We are not far from the large holiday centres in the north of Majorca here and yet it feels like we are a world away - just water, sky, rocks, sand and green, as far as the eye can see. Apart from a small beach bar serving first-rate fish dishes there are no other signs of civilisation here. Whilst others - mostly locals and alternative holidaymakers - do appreciate this, even when it gets a bit busier on the beach of Cala Torta the atmosphere here is always very relaxed and laid-back.
Cala Torta - Comfortable bathing bay amongst the rocks and dunes of a nature reserveThe beach of Cala Torta lies on the north coast of the eastern tip of Majorca, near the popular holiday resort of Cala Ratjada. The last part of the journey is an approximately two kilometre long gravel track. The relative remoteness means that Cala Torta is not crowded despite its scenic beauty. Whilst it can get a bit cramped in the height of summer towards the front near the water, the beach, which is the largest in the area, has enough space for all sun-worshippers, with an area of sand that stretches back over 150 metres into the hinterland.

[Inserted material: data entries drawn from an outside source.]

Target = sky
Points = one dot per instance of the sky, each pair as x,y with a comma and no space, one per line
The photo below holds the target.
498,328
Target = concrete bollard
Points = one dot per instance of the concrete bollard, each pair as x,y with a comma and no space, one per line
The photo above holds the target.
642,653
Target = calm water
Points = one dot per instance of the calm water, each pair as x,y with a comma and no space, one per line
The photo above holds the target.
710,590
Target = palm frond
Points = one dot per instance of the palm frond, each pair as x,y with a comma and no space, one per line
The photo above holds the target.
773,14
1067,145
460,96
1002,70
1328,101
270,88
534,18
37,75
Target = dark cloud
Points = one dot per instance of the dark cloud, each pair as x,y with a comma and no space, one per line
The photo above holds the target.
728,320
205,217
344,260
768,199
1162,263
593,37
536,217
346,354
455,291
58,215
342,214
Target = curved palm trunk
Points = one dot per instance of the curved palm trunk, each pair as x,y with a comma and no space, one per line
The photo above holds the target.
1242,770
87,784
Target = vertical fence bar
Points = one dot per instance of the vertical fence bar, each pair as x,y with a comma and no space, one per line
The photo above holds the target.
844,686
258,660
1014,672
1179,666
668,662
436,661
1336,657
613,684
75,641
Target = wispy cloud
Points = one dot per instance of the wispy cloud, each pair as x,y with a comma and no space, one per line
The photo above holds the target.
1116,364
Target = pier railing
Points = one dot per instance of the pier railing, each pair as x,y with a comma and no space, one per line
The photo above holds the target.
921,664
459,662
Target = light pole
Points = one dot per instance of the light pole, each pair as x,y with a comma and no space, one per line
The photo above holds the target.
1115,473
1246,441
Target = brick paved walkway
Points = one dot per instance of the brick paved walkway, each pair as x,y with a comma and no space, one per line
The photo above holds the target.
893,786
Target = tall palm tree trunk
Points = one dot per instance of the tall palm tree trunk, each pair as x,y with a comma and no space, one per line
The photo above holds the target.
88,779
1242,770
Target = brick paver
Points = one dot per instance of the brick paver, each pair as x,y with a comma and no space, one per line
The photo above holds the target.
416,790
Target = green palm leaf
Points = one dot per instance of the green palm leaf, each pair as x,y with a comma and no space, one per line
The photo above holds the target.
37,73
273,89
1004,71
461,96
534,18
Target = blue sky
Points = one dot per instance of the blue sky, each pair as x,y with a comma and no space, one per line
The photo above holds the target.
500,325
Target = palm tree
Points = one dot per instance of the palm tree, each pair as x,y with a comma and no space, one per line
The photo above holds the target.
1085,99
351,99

The bathing conditions are good here too. The water is very clear, the bay offers plenty of space and since it is of no interest whatsoever to most water sports enthusiasts, swimmers can do their laps completely undisturbed. However, it's not ideal for children - although there is a lifeguard, the water gets deep dangerously quickly. Parents should keep a careful eye on their children and if in doubt, equip them with armbands.
Divers and snorkellers will enjoy the interesting rocky underwater landscape. Nature lovers, walkers and amateur photographers can find plenty of interesting paths and subjects amongst the pine-covered rocks and dunes of the nature reserve. A little chiringuito offers particularly delicious fish dishes. The beach and this eatery are especially popular with locals as well. Cala Torta beach is also well-known for the fact that nude bathing is permitted and practised here.